Rozdzial Siódmy

26 0 0
                                    

Scarlett

Dogadywałam się wręcz dobrze z Żoną przyjaciela Adriena, dosłownie byłam z nią przyjaciółka.

nie kłóciłyśmy się ani razu.

- pięknie w tym wyglądasz, nawet w ciąży - odparłam na co naya na mnie zerknęła z swoim wielkim brzuchem i lekkim uśmiechem na twarzy.

- może ty też sobie coś wybierz? - odparła naya - na pewno Adrien ci pozwoli coś wziąć.

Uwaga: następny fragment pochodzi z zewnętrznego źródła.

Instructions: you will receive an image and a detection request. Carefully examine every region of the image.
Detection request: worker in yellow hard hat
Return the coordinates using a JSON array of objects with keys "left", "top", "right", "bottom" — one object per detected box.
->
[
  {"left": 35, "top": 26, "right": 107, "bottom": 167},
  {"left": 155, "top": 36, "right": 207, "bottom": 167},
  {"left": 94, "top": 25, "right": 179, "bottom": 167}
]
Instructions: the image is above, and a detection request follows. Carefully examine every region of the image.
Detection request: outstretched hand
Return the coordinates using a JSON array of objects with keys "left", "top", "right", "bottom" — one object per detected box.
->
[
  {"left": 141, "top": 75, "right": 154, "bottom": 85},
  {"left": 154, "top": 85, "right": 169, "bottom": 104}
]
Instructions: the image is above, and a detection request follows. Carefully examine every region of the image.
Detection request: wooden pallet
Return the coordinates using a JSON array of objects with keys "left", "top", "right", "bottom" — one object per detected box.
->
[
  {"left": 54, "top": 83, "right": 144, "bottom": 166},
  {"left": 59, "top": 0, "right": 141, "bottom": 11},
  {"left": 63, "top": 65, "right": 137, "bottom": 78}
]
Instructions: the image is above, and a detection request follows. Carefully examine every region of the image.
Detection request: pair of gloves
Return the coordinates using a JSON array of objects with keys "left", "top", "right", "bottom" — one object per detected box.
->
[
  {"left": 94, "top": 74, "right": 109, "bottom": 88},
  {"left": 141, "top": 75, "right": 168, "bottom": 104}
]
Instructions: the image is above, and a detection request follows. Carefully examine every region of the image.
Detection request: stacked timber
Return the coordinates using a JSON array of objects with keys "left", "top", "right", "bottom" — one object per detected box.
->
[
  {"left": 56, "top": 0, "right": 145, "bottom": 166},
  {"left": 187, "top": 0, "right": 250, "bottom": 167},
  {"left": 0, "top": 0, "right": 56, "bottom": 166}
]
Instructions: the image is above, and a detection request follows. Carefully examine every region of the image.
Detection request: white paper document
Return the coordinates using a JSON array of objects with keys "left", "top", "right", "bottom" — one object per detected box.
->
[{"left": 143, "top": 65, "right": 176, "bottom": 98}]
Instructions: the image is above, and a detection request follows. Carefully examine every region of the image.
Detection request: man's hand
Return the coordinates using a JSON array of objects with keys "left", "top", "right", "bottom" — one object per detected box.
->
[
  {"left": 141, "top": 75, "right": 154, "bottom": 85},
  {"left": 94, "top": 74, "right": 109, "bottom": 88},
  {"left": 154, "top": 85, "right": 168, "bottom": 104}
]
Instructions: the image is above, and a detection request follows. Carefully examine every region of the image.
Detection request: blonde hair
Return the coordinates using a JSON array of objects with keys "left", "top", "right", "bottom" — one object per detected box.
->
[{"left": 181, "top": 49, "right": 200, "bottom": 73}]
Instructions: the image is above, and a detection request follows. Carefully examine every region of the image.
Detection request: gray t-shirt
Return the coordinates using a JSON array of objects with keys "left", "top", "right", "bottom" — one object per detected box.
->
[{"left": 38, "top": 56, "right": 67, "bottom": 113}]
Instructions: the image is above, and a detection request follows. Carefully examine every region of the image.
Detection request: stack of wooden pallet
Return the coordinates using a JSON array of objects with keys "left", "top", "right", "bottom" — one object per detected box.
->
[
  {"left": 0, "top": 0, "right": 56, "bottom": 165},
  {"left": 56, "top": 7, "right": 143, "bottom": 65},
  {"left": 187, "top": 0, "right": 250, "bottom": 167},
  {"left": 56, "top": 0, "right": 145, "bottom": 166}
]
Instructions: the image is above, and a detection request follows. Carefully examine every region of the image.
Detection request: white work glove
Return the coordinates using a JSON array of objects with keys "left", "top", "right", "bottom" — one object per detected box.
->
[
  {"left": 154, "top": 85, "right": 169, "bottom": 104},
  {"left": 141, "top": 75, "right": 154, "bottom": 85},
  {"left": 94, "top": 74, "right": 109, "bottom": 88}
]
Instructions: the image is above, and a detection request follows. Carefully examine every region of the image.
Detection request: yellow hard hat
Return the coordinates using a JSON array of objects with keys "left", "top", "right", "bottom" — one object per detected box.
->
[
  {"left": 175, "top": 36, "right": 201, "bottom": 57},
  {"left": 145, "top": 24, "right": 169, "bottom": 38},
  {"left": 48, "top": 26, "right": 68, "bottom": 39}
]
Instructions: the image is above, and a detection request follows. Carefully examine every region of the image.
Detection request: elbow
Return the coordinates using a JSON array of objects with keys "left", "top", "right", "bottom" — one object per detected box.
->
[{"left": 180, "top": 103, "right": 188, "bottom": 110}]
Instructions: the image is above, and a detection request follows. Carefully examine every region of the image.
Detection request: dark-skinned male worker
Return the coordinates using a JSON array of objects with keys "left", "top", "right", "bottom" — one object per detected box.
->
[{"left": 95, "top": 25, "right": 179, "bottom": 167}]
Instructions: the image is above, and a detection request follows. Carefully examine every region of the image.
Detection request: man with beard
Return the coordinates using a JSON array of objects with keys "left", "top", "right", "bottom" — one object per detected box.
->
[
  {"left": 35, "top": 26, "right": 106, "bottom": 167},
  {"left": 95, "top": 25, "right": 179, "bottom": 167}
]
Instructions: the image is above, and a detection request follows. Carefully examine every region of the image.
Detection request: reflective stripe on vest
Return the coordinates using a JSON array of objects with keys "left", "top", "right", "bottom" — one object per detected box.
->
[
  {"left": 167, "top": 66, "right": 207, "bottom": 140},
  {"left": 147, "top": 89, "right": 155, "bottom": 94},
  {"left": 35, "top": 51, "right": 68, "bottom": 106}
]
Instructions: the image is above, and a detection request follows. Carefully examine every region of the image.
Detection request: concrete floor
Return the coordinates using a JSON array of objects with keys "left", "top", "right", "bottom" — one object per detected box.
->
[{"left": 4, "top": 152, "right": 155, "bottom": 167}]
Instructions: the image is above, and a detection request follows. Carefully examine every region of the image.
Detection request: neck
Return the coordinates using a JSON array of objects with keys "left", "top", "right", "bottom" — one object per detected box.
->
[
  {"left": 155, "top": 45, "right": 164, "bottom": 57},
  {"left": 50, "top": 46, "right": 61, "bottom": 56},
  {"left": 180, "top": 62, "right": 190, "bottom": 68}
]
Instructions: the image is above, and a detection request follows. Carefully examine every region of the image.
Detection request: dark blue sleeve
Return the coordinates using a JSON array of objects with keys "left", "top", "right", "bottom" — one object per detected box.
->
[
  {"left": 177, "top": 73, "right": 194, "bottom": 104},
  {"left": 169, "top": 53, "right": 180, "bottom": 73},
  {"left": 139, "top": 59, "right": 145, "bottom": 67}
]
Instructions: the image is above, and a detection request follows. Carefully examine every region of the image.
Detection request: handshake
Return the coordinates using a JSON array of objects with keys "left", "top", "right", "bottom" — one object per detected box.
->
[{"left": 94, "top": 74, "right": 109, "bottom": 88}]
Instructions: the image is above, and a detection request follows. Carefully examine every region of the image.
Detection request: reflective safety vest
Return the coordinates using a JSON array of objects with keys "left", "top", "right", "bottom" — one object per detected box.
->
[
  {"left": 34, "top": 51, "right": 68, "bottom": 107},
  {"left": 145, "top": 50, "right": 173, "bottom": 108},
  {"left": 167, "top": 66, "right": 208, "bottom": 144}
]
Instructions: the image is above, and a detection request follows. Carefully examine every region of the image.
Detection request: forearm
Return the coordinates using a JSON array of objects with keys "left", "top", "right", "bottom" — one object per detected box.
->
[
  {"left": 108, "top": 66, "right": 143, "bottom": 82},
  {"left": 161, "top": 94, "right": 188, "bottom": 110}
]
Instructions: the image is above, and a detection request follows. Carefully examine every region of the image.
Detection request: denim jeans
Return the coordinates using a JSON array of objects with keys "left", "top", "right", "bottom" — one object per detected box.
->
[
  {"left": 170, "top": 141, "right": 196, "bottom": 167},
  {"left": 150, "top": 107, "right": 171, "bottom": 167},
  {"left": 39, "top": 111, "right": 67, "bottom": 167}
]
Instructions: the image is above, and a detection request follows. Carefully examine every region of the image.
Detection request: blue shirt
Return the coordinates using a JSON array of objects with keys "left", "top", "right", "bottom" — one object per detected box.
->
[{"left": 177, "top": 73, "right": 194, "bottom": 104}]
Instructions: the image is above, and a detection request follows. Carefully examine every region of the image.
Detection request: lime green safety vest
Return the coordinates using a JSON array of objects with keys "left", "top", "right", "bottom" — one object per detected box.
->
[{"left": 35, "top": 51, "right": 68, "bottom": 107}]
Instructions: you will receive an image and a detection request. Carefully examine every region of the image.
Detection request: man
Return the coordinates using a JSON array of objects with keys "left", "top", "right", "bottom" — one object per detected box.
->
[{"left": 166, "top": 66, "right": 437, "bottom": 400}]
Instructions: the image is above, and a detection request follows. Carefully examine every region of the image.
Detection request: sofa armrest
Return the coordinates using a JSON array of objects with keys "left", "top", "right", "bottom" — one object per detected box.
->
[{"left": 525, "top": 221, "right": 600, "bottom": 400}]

- no pozwoliłby ale nie wiem czy mi by coś pasowało. - odparłam lecąc wzrokiem po sklepie.

- tobie? Kobieto! Ty jesteś wręcz urodzona do takich sukienek. - odparła dziewczyna głośnym tonem i wzięła pierwszą lepszą sukienkę i podała mi ją do dłoni.

- idź ją ubierz- namawiała mnie.

Po kilku minutach wyszłam w sukience, sukienka przylegała mi do ciała i było widać moją figurę.

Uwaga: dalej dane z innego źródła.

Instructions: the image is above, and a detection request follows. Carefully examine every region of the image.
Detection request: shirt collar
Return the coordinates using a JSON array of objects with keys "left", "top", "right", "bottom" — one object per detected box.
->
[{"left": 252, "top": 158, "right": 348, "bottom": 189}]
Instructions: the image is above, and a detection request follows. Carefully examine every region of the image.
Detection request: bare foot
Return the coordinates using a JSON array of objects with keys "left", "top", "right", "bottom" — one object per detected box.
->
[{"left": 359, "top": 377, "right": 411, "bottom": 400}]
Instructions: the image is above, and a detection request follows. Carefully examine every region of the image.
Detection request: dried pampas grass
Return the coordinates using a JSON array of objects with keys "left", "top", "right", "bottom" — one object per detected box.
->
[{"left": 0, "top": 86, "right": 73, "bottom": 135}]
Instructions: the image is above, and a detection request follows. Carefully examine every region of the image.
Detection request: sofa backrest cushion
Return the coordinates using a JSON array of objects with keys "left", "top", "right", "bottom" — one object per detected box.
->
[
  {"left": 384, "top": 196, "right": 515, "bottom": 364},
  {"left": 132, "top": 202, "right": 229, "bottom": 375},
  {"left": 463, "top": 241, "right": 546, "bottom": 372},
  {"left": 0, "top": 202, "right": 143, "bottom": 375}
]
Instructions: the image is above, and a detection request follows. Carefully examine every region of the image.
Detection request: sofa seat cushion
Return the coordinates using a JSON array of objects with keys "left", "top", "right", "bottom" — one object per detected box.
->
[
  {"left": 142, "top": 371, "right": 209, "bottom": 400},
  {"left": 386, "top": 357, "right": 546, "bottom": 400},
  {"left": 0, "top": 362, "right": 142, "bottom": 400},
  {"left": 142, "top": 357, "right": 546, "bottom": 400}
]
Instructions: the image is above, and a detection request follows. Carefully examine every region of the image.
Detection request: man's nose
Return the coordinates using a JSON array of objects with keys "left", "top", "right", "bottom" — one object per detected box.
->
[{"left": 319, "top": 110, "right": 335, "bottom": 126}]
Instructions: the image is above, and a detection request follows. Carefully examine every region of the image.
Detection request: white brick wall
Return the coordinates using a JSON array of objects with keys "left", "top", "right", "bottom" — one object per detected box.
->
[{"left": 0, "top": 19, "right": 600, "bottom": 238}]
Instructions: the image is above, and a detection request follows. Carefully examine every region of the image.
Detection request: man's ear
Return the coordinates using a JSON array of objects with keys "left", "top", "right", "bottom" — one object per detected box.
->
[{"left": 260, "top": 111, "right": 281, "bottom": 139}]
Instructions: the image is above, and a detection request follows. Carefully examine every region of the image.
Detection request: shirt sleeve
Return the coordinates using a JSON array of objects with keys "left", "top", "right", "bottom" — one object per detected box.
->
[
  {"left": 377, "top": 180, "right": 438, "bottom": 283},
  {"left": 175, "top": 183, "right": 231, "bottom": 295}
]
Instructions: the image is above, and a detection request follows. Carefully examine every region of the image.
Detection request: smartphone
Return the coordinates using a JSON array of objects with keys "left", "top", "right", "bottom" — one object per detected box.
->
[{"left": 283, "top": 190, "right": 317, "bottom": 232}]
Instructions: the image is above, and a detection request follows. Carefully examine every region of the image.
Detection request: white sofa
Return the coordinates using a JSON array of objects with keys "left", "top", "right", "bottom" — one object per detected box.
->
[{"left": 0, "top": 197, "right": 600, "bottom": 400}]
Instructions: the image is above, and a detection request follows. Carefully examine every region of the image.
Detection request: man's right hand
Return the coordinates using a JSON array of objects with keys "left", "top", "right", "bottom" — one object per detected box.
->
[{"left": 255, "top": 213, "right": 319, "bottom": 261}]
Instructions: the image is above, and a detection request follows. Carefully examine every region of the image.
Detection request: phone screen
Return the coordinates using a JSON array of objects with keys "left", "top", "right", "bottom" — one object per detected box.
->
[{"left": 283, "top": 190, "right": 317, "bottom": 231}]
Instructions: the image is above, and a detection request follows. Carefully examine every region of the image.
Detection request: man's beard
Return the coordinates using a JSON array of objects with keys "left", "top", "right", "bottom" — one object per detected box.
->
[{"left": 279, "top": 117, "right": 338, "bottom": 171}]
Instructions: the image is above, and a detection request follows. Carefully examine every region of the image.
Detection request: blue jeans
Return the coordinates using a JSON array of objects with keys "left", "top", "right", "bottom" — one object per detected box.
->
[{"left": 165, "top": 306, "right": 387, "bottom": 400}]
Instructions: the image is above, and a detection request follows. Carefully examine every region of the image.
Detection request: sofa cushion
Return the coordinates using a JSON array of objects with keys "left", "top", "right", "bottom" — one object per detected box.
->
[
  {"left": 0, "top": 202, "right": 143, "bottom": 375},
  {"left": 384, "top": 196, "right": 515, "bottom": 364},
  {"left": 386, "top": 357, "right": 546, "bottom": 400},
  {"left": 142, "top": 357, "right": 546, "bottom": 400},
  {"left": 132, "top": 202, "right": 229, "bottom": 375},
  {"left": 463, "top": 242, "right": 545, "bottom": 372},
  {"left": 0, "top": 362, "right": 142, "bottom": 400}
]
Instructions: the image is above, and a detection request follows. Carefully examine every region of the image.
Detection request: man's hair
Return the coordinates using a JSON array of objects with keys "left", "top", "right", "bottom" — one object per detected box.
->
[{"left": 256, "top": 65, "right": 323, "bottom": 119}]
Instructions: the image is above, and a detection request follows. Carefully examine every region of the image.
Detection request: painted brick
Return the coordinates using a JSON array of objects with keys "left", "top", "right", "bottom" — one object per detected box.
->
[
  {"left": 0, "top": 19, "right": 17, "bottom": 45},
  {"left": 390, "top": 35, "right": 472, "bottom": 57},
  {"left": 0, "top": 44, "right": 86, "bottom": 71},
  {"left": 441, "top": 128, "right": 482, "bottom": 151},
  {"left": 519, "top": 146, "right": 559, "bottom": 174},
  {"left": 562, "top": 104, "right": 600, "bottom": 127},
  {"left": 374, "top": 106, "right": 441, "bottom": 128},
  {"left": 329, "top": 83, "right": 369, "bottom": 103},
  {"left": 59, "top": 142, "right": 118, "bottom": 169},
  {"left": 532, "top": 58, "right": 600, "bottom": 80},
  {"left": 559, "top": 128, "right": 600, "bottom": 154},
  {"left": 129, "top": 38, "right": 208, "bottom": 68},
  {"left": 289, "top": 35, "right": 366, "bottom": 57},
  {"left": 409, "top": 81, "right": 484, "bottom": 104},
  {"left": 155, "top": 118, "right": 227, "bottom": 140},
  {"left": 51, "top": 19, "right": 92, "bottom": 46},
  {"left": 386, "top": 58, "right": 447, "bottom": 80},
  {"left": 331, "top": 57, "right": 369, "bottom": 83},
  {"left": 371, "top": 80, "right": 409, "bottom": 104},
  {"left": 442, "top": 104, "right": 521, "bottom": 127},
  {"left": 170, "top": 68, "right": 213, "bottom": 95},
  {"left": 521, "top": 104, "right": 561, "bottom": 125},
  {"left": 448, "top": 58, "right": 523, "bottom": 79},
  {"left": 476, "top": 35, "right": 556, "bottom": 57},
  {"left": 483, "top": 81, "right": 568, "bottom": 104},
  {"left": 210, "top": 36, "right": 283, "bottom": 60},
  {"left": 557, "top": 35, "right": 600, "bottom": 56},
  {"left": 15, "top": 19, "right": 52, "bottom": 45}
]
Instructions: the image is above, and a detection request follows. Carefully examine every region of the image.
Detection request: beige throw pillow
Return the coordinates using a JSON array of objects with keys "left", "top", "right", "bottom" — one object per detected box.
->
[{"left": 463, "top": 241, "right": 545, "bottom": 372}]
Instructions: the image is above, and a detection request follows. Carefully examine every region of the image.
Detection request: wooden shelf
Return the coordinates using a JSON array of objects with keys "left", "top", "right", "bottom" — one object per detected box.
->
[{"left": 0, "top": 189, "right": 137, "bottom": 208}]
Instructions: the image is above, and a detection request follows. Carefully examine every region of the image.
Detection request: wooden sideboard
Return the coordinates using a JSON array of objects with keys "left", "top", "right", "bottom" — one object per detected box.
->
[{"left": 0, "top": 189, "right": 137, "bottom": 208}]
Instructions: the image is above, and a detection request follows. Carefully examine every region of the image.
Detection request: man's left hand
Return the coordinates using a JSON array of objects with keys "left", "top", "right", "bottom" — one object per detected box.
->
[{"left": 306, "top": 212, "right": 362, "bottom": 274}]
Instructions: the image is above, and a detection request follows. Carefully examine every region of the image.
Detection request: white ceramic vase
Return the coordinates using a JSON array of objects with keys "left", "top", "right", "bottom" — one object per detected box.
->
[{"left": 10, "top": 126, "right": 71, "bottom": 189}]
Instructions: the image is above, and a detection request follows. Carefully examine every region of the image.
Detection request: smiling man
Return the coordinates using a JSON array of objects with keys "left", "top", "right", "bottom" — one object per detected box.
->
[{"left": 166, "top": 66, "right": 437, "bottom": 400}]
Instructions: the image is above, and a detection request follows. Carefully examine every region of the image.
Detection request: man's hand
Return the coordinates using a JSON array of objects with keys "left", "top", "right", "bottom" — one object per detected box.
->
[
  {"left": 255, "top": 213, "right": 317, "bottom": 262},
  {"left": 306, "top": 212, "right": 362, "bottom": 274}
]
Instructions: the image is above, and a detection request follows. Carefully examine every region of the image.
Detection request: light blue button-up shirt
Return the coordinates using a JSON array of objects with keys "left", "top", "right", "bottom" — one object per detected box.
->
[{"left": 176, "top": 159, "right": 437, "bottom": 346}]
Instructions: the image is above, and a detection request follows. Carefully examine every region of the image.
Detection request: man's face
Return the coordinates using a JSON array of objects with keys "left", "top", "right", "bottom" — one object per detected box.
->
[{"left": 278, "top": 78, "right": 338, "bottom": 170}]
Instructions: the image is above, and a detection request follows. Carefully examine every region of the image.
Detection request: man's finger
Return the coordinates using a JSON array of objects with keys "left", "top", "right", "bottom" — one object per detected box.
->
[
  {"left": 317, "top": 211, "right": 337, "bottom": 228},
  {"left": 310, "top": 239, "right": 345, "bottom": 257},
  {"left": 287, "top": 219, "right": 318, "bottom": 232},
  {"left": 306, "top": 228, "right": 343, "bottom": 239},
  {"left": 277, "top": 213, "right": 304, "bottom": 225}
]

- ło kurwa! Dziewczyno, wyglądasz niesamowicie! - krzyknęła dziewczyna. 

To matki przeklinają?

- wezmę ją- odparłam po czym zaczęłam się przeglądać w lustrze a naya przeglądała dalej sukienki.

**

Była około 18 a ja dopiero wróciłam z naya do domu na co chłopaki podnieśli na nas oczy i na siebie spojrzeli.

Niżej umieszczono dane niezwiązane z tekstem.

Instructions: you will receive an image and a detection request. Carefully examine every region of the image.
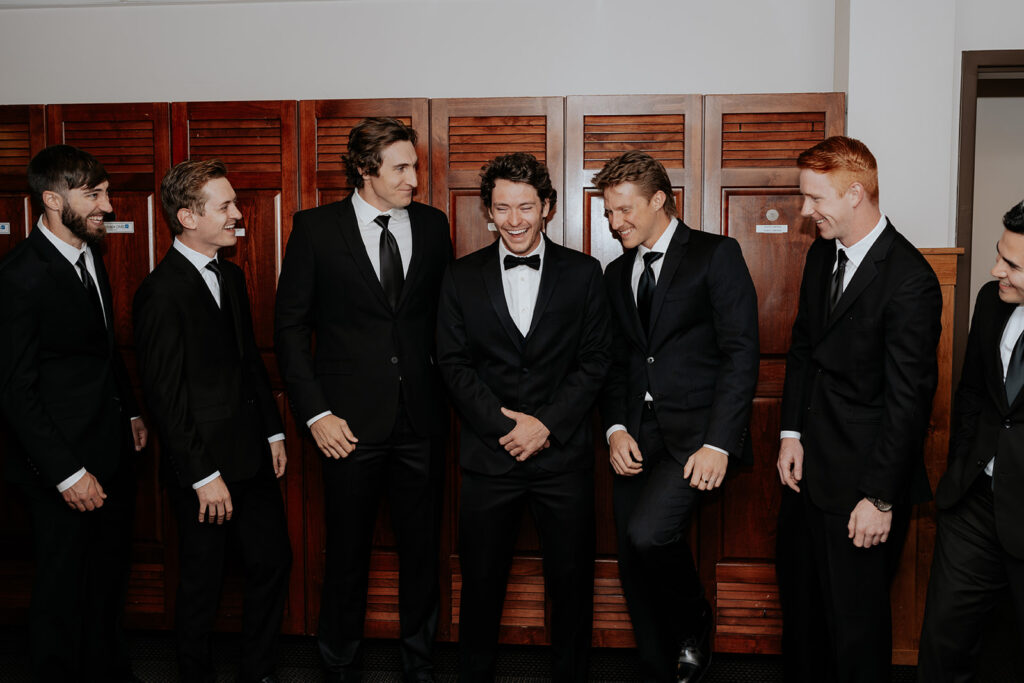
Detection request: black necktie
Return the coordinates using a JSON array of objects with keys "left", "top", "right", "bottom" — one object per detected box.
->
[
  {"left": 828, "top": 249, "right": 850, "bottom": 317},
  {"left": 505, "top": 254, "right": 541, "bottom": 270},
  {"left": 75, "top": 252, "right": 106, "bottom": 327},
  {"left": 1006, "top": 333, "right": 1024, "bottom": 404},
  {"left": 637, "top": 251, "right": 663, "bottom": 332},
  {"left": 206, "top": 259, "right": 224, "bottom": 310},
  {"left": 374, "top": 213, "right": 404, "bottom": 309}
]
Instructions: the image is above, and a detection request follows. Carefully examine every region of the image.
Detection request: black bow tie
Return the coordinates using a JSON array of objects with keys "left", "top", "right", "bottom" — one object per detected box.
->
[{"left": 505, "top": 254, "right": 541, "bottom": 270}]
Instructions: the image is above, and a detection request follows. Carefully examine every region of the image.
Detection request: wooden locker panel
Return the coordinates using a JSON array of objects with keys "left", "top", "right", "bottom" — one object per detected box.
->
[
  {"left": 299, "top": 98, "right": 430, "bottom": 209},
  {"left": 167, "top": 100, "right": 306, "bottom": 633},
  {"left": 0, "top": 104, "right": 46, "bottom": 624},
  {"left": 562, "top": 95, "right": 702, "bottom": 265},
  {"left": 0, "top": 104, "right": 46, "bottom": 259},
  {"left": 46, "top": 102, "right": 175, "bottom": 628},
  {"left": 430, "top": 97, "right": 565, "bottom": 257},
  {"left": 698, "top": 93, "right": 844, "bottom": 652}
]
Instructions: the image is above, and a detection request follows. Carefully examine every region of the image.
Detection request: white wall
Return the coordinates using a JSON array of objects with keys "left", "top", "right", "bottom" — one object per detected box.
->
[
  {"left": 0, "top": 0, "right": 834, "bottom": 103},
  {"left": 971, "top": 97, "right": 1024, "bottom": 310}
]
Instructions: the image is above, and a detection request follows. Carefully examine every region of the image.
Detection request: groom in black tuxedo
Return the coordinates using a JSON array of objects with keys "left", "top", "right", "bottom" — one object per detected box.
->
[
  {"left": 0, "top": 144, "right": 146, "bottom": 682},
  {"left": 918, "top": 196, "right": 1024, "bottom": 683},
  {"left": 437, "top": 153, "right": 611, "bottom": 681},
  {"left": 274, "top": 118, "right": 452, "bottom": 681},
  {"left": 133, "top": 160, "right": 292, "bottom": 683}
]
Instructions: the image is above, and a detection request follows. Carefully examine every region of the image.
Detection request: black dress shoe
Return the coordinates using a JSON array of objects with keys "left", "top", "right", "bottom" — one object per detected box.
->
[{"left": 676, "top": 639, "right": 711, "bottom": 683}]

- coś nie tak? - odezwała się naya.

- wy to wszystko kupiłyście? - odparł zaskoczony Adrien.

- tak - odparłam dumna po czym położyłam dłonie na moje biodra.

- jeżeli będziesz ze mna tyle wydawać to zbankrutuje. - odparł rozbawiony Adrien na co przerzuciłam na niego wzrok.

- słucham? - odparłam zaskoczona.

- nic nie mówiłem. - odparł chłopak a kolory z twarzy mu aż zeszły.

- zbieramy się Damon - odezwała się naya po czym ona, Damon i dzieci poszli do wyjścia i zostałam sama z Adrianem.